Immigration judges dismissed deportation cases against some 200,000 migrants under President Biden because the Department of Homeland Security failed to file the required paperwork before their court dates, according to a new report.
The DHS’s failure to file thousands of notices to appear before scheduled hearing dates left courts without jurisdiction to handle deportation cases and rule on asylum claims, according to a report released Wednesday by the Transactional Records Access Clearinghouse at Syracuse University.
“These large numbers of dismissals and what then happens raise serious concerns,” the TRAC report, which includes data through February 2024, states.
The nonpartisan research organization called it “troubling” that there was an “almost total lack of transparency on where and why these DHS failures occurred.”

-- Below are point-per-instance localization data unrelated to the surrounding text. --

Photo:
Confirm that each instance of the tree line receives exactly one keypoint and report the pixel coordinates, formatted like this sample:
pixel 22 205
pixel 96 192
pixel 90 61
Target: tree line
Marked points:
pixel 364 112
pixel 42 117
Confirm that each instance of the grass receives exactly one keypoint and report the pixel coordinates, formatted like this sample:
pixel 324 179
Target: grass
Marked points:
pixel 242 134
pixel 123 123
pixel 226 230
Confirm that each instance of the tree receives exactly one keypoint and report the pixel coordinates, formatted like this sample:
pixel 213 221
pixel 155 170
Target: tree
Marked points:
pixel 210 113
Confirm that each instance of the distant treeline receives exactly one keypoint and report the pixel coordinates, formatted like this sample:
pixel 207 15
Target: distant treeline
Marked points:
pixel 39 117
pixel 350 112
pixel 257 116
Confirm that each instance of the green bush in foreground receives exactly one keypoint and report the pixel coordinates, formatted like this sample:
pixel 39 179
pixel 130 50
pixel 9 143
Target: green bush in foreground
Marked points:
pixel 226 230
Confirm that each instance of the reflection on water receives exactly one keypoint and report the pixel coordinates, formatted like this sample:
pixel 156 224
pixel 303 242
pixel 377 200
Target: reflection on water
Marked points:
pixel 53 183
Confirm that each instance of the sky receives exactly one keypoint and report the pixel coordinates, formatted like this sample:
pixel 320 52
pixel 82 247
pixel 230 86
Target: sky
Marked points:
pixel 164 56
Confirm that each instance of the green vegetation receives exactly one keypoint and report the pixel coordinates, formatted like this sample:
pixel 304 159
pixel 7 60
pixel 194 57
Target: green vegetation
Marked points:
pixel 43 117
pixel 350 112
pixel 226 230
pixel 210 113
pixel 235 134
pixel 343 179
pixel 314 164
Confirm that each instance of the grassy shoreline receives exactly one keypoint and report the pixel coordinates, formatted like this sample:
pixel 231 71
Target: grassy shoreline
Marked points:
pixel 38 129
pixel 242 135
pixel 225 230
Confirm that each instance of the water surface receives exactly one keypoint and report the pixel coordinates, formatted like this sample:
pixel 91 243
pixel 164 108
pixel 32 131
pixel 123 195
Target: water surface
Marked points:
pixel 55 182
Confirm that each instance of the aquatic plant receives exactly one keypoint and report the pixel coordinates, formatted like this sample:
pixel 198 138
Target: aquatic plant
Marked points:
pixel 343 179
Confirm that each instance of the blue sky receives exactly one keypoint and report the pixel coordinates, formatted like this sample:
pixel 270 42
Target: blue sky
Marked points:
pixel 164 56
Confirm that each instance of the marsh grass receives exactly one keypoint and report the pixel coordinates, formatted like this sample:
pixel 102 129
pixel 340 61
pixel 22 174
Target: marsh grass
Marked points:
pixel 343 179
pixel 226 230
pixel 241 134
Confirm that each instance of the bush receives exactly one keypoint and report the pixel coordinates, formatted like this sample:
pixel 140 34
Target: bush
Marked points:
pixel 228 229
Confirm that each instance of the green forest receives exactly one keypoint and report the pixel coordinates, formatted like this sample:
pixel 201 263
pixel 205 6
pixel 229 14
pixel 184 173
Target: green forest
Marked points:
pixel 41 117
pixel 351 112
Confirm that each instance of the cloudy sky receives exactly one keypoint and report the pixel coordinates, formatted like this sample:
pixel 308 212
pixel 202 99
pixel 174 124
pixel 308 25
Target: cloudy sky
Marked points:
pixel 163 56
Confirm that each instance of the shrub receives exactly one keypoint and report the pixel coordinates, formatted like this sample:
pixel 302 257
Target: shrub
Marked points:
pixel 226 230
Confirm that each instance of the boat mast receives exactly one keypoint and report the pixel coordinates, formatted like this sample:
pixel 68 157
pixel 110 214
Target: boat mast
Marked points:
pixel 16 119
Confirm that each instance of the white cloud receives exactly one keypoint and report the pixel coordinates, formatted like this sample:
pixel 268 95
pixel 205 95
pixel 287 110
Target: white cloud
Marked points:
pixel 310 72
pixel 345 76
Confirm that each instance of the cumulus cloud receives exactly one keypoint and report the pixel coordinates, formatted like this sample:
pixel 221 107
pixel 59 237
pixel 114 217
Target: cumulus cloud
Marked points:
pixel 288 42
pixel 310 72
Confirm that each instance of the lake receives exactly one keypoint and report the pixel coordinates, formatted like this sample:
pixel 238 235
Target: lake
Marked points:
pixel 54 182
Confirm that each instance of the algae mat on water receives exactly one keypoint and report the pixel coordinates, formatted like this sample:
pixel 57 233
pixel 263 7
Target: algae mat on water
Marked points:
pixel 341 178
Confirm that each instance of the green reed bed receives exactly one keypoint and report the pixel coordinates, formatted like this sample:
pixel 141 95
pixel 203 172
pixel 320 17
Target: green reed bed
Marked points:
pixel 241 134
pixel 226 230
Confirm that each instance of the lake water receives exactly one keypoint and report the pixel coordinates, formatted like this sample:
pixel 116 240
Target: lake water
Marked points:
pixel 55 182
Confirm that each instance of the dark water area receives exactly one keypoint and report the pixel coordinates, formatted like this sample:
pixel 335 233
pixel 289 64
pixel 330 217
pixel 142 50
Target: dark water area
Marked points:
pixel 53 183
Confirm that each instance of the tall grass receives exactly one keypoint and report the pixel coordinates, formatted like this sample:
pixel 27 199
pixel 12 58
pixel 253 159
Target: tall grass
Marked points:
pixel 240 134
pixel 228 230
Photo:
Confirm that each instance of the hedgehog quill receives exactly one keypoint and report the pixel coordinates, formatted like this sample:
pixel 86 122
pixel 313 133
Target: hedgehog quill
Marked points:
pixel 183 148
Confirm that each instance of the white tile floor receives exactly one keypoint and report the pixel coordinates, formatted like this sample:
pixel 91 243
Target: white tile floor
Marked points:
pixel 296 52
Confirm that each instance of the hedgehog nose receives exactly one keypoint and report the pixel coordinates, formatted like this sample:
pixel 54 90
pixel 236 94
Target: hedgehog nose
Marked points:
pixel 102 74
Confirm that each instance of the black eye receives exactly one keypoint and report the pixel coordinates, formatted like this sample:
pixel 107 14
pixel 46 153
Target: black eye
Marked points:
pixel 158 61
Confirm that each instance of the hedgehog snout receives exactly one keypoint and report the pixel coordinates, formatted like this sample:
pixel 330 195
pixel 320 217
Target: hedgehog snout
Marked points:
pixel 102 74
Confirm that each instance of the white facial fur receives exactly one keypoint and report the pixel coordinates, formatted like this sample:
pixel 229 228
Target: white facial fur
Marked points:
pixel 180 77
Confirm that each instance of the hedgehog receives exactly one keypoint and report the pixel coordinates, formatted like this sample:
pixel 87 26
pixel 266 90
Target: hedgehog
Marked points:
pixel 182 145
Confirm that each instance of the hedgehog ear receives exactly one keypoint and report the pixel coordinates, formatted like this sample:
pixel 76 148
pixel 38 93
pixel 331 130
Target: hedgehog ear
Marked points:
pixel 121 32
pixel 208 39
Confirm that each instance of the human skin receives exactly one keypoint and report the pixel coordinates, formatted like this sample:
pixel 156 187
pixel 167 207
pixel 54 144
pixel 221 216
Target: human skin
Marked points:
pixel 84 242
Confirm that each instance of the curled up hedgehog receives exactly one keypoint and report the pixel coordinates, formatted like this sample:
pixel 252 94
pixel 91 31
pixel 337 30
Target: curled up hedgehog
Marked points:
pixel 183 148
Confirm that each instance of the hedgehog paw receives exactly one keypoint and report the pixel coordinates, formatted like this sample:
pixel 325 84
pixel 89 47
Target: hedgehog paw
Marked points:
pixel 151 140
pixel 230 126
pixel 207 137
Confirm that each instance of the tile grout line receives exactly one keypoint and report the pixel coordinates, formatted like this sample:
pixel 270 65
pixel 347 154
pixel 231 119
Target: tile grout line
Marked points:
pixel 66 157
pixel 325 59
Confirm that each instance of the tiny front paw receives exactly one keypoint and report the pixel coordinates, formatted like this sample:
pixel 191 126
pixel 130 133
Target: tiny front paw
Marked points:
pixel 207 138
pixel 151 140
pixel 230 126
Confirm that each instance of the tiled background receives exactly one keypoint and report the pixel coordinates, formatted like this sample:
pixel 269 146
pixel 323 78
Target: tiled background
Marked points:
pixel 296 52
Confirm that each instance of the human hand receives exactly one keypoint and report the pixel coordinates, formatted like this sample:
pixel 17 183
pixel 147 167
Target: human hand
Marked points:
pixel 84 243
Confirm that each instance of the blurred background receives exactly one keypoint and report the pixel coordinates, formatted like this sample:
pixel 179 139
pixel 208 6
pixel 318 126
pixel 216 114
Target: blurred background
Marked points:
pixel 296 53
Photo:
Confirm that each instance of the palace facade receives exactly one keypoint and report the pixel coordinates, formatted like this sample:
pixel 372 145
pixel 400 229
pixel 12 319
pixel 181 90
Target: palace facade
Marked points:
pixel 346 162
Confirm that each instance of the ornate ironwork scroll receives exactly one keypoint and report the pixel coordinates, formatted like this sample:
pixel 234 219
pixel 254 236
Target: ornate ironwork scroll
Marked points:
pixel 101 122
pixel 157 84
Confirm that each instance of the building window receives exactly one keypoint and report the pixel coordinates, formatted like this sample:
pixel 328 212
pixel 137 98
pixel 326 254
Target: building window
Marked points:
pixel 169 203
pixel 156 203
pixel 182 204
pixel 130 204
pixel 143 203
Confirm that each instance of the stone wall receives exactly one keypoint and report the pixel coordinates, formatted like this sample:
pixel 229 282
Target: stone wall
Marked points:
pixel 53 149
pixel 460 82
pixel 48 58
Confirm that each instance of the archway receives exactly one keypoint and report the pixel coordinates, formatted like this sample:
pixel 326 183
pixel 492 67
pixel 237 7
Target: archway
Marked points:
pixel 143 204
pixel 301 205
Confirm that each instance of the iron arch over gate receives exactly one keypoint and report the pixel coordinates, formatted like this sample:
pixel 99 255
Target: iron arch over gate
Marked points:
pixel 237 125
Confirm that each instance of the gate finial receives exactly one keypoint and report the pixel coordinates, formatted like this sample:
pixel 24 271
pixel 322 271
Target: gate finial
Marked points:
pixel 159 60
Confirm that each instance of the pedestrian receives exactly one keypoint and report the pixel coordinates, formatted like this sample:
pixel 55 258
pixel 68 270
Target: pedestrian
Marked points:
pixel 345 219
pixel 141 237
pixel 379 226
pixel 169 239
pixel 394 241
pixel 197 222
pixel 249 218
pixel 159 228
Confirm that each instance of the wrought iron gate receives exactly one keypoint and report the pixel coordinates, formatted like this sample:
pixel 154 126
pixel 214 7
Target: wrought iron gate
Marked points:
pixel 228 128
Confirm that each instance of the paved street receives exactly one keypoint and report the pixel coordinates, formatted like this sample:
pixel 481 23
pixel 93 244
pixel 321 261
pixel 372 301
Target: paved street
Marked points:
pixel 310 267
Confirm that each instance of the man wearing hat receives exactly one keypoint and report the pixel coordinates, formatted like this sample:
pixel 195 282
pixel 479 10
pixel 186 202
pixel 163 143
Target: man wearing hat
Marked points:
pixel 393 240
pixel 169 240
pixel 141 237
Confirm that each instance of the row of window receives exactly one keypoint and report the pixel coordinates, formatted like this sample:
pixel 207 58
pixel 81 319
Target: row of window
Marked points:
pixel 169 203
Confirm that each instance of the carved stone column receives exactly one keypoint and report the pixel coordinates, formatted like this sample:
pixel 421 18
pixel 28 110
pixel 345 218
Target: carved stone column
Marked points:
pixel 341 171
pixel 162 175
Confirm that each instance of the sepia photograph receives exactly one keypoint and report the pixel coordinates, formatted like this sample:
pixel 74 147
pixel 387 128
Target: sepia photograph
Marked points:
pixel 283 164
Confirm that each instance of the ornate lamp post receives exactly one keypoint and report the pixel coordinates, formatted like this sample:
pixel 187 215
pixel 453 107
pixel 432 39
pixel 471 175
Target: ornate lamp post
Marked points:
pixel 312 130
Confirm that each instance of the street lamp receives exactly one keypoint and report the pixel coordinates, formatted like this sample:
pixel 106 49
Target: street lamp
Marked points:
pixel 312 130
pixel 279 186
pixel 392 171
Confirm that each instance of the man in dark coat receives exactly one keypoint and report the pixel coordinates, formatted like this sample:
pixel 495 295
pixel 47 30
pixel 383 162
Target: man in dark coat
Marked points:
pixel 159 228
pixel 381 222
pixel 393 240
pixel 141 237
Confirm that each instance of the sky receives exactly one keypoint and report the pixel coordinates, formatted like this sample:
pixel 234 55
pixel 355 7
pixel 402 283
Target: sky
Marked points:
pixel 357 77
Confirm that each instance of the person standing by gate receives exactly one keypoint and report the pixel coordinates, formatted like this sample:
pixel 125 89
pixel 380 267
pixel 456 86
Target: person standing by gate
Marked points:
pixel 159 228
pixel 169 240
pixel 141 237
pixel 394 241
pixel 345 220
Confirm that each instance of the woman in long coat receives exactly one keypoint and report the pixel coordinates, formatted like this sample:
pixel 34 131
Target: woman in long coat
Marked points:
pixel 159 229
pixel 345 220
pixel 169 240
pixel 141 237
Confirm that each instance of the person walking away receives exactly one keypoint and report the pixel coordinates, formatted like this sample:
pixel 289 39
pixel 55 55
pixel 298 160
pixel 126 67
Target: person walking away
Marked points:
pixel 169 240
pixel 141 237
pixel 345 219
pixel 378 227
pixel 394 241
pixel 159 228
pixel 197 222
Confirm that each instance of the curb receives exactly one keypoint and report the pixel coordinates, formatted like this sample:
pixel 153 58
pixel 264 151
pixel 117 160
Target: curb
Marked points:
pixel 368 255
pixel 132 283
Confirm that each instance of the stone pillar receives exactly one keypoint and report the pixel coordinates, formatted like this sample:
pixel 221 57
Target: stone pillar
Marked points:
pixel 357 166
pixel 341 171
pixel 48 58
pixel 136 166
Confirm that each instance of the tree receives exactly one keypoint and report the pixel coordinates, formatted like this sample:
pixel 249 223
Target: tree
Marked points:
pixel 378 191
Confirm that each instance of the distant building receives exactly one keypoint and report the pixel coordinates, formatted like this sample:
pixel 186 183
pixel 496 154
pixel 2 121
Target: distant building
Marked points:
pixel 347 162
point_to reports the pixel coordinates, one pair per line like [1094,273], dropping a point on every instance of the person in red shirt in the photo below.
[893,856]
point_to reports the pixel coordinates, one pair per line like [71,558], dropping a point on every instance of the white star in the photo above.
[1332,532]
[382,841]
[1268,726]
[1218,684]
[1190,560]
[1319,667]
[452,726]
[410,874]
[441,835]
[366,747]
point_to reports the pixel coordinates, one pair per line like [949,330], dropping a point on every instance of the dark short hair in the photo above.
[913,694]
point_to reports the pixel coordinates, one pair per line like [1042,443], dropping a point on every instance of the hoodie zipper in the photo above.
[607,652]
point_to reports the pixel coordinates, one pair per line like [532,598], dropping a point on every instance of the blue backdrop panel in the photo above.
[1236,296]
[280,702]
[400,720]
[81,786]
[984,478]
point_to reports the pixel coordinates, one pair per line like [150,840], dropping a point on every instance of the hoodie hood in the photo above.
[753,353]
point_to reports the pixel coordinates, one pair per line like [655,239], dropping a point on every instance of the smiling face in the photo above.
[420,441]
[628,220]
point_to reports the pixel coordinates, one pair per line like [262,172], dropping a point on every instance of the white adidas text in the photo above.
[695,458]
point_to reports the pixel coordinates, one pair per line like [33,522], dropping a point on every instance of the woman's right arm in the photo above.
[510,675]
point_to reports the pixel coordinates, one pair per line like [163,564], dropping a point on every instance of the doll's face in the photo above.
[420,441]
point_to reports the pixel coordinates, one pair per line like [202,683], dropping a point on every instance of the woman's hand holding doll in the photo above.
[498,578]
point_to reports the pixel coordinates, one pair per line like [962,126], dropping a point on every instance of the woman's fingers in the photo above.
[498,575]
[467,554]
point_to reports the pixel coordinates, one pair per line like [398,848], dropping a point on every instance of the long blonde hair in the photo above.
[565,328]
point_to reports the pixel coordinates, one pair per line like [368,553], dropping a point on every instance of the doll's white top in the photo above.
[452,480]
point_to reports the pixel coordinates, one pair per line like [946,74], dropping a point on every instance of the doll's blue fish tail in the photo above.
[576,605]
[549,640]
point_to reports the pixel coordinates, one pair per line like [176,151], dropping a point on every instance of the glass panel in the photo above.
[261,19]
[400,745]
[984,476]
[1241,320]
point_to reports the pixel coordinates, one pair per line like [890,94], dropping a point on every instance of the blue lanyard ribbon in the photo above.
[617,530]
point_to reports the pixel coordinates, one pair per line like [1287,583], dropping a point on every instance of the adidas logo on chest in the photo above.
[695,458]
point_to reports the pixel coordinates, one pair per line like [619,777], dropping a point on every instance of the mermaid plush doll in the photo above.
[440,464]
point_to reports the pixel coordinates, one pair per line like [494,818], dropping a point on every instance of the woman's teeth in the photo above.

“Equally troubling is the lack of solid information on what happened to these many immigrants when DHS never rectified its failure by reissuing and filing new NTAs to restart their Court cases,” the report notes.
Notices to appear, or NTAs, are issued when migrants are apprehended illegally crossing the border into the US.
Migrants claiming asylum are assigned a hearing date — often years in advance — where they are offered the opportunity to explain to an immigration judge why they shouldn’t be deported.
But the NTA must also be filed with the court where the individual is told to appear for the hearing to take place.
“Almost all Immigration Court cases are removal cases for which DHS must file an NTA for the case to go forward,” the TRAC report explains.